A TPC does not need to have direct responsibility for every aspect of all of these activities. Third parties are not prohibited from undertaking some of these activities on behalf of the TPC as subcontractors.
It is common industry practice to subcontract third parties to deliver certain elements of animation. This may be activities such as post-production or sound editing. Alternatively, it might be for specific parts of principal photography, such as production of backgrounds. Where this is the case, the company that retains the responsibilities outlined above is not prevented from being the TPC for tax purposes.
The TPC must still retain overall responsibility for the subcontracted activities and have active involvement. A TPC cannot simply commission the entire programme and hold the creative copyright for the animation.
The subcontractors will not qualify as a TPC as they are only delivering an element of a production and do not have the responsibilities outlined above.
If no company meets these requirements for a qualifying animation, then there is no TPC. Therefore, no TTR may be claimed for the production.
A TPC might also have additional responsibilities. This might include the development, marketing and distribution of the animation. There is no requirement that it must do so to be eligible for the relief.
Only one TPC per animation
There can be no more than one TPC for any animation.
In some cases it is possible that more than one company will meet the requirements for qualifying as a TPC. In such circumstances, the company which is most directly engaged in the activities described above will be treated as the TPC.
The phrase ‘most directly engaged’ is not defined in the legislation. This can only be decided on the facts of each case.
If there is no company which meets the requirement of this definition, then there will be no TPC in relation to that animation.
A screenwriter approaches Studio A with an idea for an animation. The studio agrees to fund its development, including commissioning a full screenplay from the writer. The animation proceeds from development to pre-production. During pre-production, Company B is established by A to make the animation. B takes on the remainder of the production, including certain obligations and rights previously held by A. B then continues to make the animation.
Although B was not involved from the start of the process, and had no involvement at all in the early creative decisions made during development, it has been directly responsible for some of the pre-production. Moreover, once B is established and assumes overall control of the delivery of the animation it can revisit work already done in pre-production. As a result of its activities, B is the company most directly engaged in the pre-production of the animation.
B therefore meets the requirements to be a TPC.
Election not to be regarded as a TPC
A company may elect to be treated as not satisfying the conditions above.

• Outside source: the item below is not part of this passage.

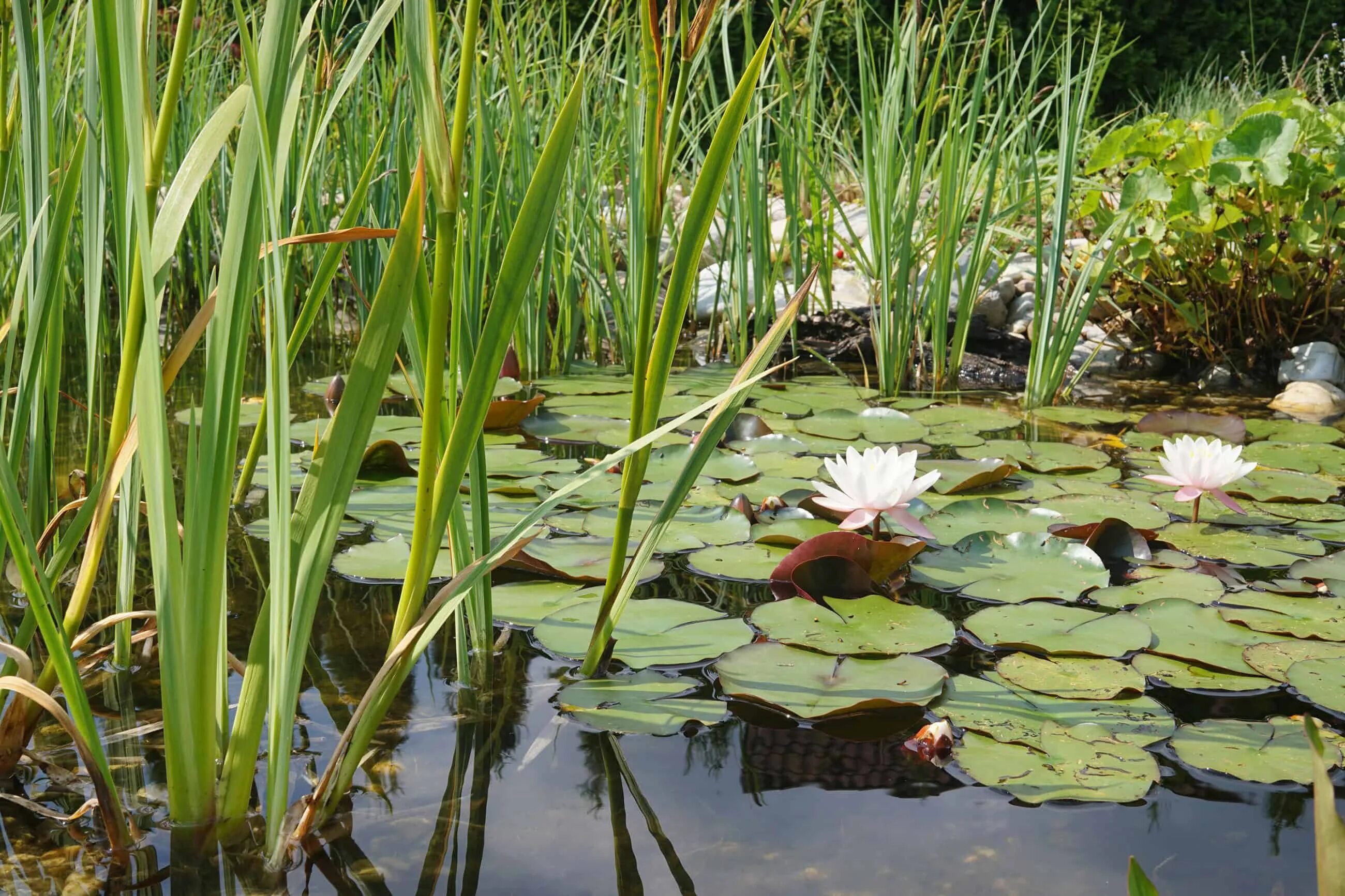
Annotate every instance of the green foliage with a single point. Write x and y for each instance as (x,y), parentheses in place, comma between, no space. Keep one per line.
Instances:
(1232,232)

It can make such an election when making or amending its company tax return.
A company making this election would not be a TPC. It would therefore be outside the TTR regime and consequently:
- would be taxed according to normal principles, and
- would not be eligible for TTR.
Any election has effect for all animations and other relevant television programmes starting production in the period to which the return relates or in later periods. The election may be withdrawn by amending the return within a year from the filing date. After this, the election cannot be revoked.
Companies in partnership & co-productions
Although the definition of a TPC excludes those making animations in partnership, a company is not automatically prevented from being a TPC because it is a member of a partnership.
A company is only prevented from being a TPC with respect to the animation that it is making in partnership. This ensures that the tests are applied to a single company.
The fact that several parties are making an animation as co-producers does not necessarily mean that a partnership exists. Animators may work collaboratively on a co-production but they do not necessarily do so as legal partners.
Whether a partnership exists or not depends on the definition given in the Partnership Act 1890 and is subject to a significant amount of case law. It will be necessary to consider all the facts in each particular case.
Broadly, a partnership exists where there is a relationship which carries on a business in common with a view to profit. There is no requirement for a formal partnership agreement and it is possible for parties to enter into a partnership without deliberately intending to do so. See BIM72000+
However, sometimes businesses working in association on a single project may not constitute a partnership. These associations are sometimes referred to as a ‘JANE’ which stands for ‘Joint Arrangement No Entity’.
Where there is a JANE, only one company will be regarded as the TPC and it will be the company most directly engaged in the television production activities.
For further details on the treatment of co-productions see APC70000.